Acrobat (switch to PC, transfer file ?):

  • Stitch 55 pages
    Page titles & nos: auto; manual ?
    Result is one PDF file of 55 pages

2. My method:
Draw one canvas, 55 layers
Repeat 55 times:

  • Duplicate Canvas
  • Turn layers off/on (once per canvas)
    Automatic Page Titles & page nos
    No PC, no file transfer
    Less mistakes turning layers off/on (redo is eliminated)
    Export EntireDoc to PDF (one PDF file of 55 pages)

Alternative
Instead of duplicating & turning layers off/on, create a new canvas, and move only the master layers and one (result page) layer to the new canvas. Repeat 55 times.

3. Optimisation:
(Don’t try this until you have some experience with OG, and with [2], so that you understand the limits that you have to work within).

Same as [2], but with fewer than 55 layers; some shared layers, and perhaps 2 or 3 Drawing canvases.

The main advantage here is that you can draw far more elaborate diagrams or presentations than at [1] or [2]. I would say a different class of presentations. That is hard to describe, but easy to show in an example. Things that you cannot dream of at [1], that start becoming obvious when you have done [2] a few times.

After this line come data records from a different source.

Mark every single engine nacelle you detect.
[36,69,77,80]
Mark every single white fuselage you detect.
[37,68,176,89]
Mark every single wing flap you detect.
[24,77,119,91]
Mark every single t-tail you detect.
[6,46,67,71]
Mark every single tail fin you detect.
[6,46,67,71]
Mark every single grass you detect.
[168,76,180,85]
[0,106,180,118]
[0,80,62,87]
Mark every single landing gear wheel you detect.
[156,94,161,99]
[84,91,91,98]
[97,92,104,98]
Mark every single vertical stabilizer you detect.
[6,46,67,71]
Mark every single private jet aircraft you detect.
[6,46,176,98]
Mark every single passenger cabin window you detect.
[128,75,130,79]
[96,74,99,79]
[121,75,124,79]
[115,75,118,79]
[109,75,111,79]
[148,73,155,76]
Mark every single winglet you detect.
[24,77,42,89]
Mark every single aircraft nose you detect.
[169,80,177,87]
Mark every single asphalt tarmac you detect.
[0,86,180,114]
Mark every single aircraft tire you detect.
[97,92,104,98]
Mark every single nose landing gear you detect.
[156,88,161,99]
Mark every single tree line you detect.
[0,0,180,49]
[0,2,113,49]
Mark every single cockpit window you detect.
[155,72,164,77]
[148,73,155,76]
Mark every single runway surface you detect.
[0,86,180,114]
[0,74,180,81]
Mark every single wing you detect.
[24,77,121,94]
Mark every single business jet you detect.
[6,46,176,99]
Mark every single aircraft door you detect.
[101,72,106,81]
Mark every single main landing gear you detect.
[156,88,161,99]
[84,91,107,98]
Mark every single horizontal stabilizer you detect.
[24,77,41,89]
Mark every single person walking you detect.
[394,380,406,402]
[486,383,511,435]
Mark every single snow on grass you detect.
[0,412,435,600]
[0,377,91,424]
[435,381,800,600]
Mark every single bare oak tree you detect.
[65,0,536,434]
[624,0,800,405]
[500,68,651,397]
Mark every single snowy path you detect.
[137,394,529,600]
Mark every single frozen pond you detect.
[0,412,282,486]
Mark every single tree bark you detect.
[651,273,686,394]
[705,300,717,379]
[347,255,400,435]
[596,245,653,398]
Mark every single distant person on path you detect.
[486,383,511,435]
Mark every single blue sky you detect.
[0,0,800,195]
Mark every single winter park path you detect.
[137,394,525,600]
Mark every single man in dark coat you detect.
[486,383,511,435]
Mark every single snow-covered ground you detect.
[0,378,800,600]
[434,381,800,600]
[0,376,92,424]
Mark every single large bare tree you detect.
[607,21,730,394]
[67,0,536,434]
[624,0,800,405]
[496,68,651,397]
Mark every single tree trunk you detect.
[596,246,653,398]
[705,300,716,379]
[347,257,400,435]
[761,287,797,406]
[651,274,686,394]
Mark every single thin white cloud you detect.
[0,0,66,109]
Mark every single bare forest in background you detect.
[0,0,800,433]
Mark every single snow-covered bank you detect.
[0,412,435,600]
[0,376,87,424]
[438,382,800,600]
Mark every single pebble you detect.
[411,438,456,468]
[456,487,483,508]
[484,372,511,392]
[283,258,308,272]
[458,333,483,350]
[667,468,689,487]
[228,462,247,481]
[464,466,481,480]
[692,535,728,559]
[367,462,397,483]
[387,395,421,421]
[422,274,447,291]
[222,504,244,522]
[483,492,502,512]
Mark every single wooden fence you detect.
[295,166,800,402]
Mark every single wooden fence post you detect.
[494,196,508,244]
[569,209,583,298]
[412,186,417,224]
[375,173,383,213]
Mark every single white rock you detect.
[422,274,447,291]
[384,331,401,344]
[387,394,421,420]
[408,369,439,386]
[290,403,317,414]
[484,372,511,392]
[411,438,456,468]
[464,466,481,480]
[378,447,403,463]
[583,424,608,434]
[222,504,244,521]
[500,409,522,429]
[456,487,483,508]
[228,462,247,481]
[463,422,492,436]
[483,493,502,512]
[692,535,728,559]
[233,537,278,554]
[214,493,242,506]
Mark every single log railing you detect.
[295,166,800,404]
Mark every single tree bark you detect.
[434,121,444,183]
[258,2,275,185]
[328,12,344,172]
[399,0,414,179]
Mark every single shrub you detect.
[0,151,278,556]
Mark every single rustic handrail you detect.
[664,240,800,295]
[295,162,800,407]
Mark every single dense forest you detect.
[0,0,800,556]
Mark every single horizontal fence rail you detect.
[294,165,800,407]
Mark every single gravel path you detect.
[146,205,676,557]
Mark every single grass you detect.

Layers are important for drawing, period, not only for the type of use that we are discussing here. Eg. in a simple flat diagram, I generally have at least 4 layers (plus 12 shared layers due to OG madness). You become a better, faster, diagrammer when you use more layers. So when you gain experience and you understand that (which is not possible now, as a OG newbie), you might end up with 30 layers for 55 pages.

But if you remain in the scope of [1], you will never learn the capabilities and advantages of [2], and therefore never achieve [3].

Read this post again, one year from now, and you will see what I mean.